• On that day,
    You're too young, I'd hear them say.
    I knew they were wrong,
    And yet, I kept going strong.

    Was it so wrong for a first time?
    Was it such a crime?
    He cared for me, this I know.
    And his words were the final blow.

    To my heart and my soul,
    And my heart you stole.
    It shouldn't have ever hurt,
    And I should've gotten the alert.

    I shouldn't have let you into my life.
    I shouldn't have gone along and dealt with strife.
    It was something I was so new to,
    And we never made it through.

    We were so foolish and young,
    And yet we both tightly clung.
    We didn't want to let the other go.
    But deep down, we knew it to be so.

    We had to move on,
    And then you were suddenly gone.
    I had no choice,
    And yet you heard my crying voice.

    That last night we spoke,
    That night, I finally awoke.
    I would move onward and let you leave.
    Although later on, I would still grieve.

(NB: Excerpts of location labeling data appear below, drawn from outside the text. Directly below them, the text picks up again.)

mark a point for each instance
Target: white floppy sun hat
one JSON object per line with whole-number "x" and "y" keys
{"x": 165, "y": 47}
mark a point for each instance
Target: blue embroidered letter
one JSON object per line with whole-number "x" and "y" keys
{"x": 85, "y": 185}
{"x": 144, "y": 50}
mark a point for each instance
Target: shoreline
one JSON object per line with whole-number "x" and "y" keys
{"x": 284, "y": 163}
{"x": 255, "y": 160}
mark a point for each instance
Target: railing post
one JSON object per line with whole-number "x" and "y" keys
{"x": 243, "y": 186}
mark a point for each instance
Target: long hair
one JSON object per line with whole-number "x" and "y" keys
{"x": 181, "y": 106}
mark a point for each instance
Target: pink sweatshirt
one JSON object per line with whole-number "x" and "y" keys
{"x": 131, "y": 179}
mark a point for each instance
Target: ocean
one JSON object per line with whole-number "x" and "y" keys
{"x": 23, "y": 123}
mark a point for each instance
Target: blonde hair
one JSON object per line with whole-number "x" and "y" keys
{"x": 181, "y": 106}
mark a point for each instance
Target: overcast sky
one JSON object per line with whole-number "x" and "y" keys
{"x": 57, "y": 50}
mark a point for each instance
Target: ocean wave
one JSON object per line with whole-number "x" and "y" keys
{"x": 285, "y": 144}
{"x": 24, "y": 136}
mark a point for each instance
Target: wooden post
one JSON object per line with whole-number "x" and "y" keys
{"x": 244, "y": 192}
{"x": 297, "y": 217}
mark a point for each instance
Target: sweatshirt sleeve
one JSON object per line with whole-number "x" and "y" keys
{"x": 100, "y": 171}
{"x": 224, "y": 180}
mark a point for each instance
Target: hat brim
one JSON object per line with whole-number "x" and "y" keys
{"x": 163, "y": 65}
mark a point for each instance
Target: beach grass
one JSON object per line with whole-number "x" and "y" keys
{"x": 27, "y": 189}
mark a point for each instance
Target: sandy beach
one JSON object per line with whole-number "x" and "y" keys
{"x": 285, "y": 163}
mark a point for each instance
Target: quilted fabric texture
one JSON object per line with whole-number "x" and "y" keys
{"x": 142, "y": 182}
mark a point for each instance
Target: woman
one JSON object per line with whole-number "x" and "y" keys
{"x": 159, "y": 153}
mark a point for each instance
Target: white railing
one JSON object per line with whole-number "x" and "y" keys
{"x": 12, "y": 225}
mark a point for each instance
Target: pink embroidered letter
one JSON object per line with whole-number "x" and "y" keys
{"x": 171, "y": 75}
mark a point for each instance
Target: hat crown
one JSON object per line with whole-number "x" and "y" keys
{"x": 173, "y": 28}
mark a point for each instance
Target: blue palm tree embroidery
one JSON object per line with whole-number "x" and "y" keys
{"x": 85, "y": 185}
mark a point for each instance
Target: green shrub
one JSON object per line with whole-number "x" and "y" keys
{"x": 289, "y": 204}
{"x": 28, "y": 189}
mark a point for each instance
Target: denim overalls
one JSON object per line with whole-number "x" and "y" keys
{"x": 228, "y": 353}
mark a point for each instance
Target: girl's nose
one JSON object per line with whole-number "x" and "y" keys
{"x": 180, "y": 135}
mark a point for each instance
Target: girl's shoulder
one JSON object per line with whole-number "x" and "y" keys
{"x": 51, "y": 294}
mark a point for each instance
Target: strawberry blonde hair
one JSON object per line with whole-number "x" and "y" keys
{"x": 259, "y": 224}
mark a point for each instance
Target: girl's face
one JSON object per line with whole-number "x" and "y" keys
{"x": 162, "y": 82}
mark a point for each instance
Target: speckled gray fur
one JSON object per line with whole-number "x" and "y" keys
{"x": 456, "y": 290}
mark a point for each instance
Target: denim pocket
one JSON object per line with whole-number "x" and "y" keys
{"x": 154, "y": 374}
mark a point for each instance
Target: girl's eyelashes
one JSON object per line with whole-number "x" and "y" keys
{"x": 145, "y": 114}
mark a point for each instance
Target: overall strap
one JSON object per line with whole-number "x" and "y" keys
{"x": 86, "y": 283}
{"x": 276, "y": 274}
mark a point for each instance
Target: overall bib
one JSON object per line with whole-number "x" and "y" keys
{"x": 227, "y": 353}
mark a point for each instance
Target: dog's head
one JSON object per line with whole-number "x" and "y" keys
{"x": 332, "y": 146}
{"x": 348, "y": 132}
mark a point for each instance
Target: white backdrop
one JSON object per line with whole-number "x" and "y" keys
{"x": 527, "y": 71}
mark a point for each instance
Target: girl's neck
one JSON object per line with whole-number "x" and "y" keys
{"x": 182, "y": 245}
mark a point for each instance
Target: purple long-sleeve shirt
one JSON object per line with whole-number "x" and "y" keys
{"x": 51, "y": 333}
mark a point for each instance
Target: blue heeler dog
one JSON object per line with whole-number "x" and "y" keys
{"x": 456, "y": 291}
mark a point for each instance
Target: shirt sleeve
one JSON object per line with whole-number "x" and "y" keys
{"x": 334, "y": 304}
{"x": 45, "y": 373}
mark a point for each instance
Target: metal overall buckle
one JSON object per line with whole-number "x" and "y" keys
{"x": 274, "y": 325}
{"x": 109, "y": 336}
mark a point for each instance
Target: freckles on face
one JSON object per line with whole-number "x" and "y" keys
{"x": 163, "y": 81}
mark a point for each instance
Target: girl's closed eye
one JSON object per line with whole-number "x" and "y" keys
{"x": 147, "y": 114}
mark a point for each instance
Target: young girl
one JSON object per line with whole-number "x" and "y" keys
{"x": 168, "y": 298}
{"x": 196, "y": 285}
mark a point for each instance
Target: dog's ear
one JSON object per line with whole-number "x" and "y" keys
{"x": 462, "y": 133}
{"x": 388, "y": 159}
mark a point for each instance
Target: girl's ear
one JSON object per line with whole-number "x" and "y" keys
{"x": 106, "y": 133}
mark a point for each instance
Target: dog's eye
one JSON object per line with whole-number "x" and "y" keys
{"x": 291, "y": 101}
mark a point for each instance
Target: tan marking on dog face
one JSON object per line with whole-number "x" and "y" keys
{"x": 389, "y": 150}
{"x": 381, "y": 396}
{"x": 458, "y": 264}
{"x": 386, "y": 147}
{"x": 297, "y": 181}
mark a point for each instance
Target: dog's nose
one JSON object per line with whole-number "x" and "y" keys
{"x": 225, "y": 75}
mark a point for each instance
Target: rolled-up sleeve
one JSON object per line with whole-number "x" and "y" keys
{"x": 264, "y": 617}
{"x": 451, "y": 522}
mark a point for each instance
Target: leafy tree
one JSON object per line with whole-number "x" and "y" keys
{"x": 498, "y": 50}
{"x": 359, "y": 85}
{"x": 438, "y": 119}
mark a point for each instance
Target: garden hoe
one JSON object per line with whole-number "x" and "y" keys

    You were gone for so long,
    And yet I was still trying to stay strong.
    At times, I missed you.
    But I never brought up that issue.

    Despite my age, was it bad to love?
    It shouldn't be spoken of.
    All I heard was how wrong it had been.
    And I wondered, how did it all begin?

    I had cared for you, love was just too strong.
    And yet your words only did prolong.
    The fact that you had to go away,
    This would be our last day.

    I never told that it was you I missed.
    I never told you that it was I to resist.
    I never told you that it was all too true.
    I never said the three words, I love you.